The effects of toxic masculinity can also have dangerous consequences for women in particular. In postsecondary institutions in Canada, about one in 10 students who identify as women are sexually assaulted. Many have attributed this to the normalization of rape culture — the idea that sexual violence against women is used by men as a demonstration of power. Toxic masculinity, which essentially promotes displays of power, reinforces a society where ideal masculinity is correlated with sexual violence. 

As such, the main issue with stereotypical masculinity lies in the way it has been defined by society. Gender should not be defined by how dominant or aggressive a person is, and certainly not by how much they choose to emotionally express themselves. Rather than masculinity and femininity being viewed as polar opposites, they should be considered ways in which people can express themselves, without being limited to only one form. There is no ‘correct’ version of masculinity or femininity, but simply the way an individual chooses to express themselves however they are most comfortable. 

In order to create a society in which men can be more emotionally vulnerable, it is necessary to start teaching children how to express themselves from a young age. Rather than saying “boys don’t cry,” all children should be encouraged to seek support when feeling pressured or upset. For the men who are already past this stage, it is important to reach out and let them know that they can find help. Furthermore, toxic behaviours must not be tolerated and must be called out when they are seen.

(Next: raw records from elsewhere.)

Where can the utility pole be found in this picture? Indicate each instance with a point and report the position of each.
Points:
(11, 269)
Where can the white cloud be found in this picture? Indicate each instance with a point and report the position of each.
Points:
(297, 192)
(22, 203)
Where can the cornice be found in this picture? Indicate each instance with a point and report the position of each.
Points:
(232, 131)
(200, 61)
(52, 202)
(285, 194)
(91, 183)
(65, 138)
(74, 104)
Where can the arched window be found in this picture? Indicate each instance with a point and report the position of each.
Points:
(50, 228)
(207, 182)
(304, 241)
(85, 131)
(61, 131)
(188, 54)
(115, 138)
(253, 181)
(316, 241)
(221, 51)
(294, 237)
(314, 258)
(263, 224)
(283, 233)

Rather than drawing boundaries that define masculinity, individual expression should be encouraged in whatever form it may take. 

While most universities have mental health resources for everyone on campus, some have created support groups specific to men’s mental health and unlearning toxic masculinity. For example, students at Brown University started a program called Masculinity 101, in which students meet weekly to discuss what masculinity means to them and how to disengage from the negative behaviours associated with it to develop healthier relationships. 

Initiatives like this give students the space to talk about how they have been affected by certain issues and how they can improve going forward. Similar initiatives can be implemented at U of T by creating resources that are specific to certain groups and their experiences, such as a support group for men who have grown up surrounded by toxic masculinity.

So let’s focus on men’s mental health by working to disassemble the societal structures that have led to the suffering of men and those around them. Society needs to redefine masculinity by erasing its boundaries so that every individual has the capacity to be themself.

Urooba Shaikh is a first-year psychological and health sciences student at UTSC. 


If you or someone you know is in distress, you can call: 

  • Canada Suicide Prevention Service phone available 24/7 at 1-833-456-4566 
  • Good 2 Talk Student Helpline at 1-866-925-5454 
  • Connex Ontario Mental Health Helpline at 1-866-531-2600 
  • Gerstein Centre Crisis Line at 416-929-5200 
  • U of T Health & Wellness Centre at 416-978-8030 

Warning signs of suicide include: 

  • Talking about wanting to die 
  • Looking for a way to end one’s life 
  • Talking about feeling hopeless or having no purpose 
  • Talking about feeling trapped or being in unbearable pain 
  • Talking about being a burden to others 
  • Increasing use of alcohol or drugs 
  • Acting anxious, agitated, or reckless 
  • Sleeping too little or too much 
  • Withdrawing or feeling isolated 
  • Showing rage or talking about seeking revenge 
  • Displaying extreme mood swings 

The more of these signs a person shows, the greater the risk. If you suspect someone you know may be contemplating suicide, you should talk to them, according to the Canadian Association for Suicide Prevention.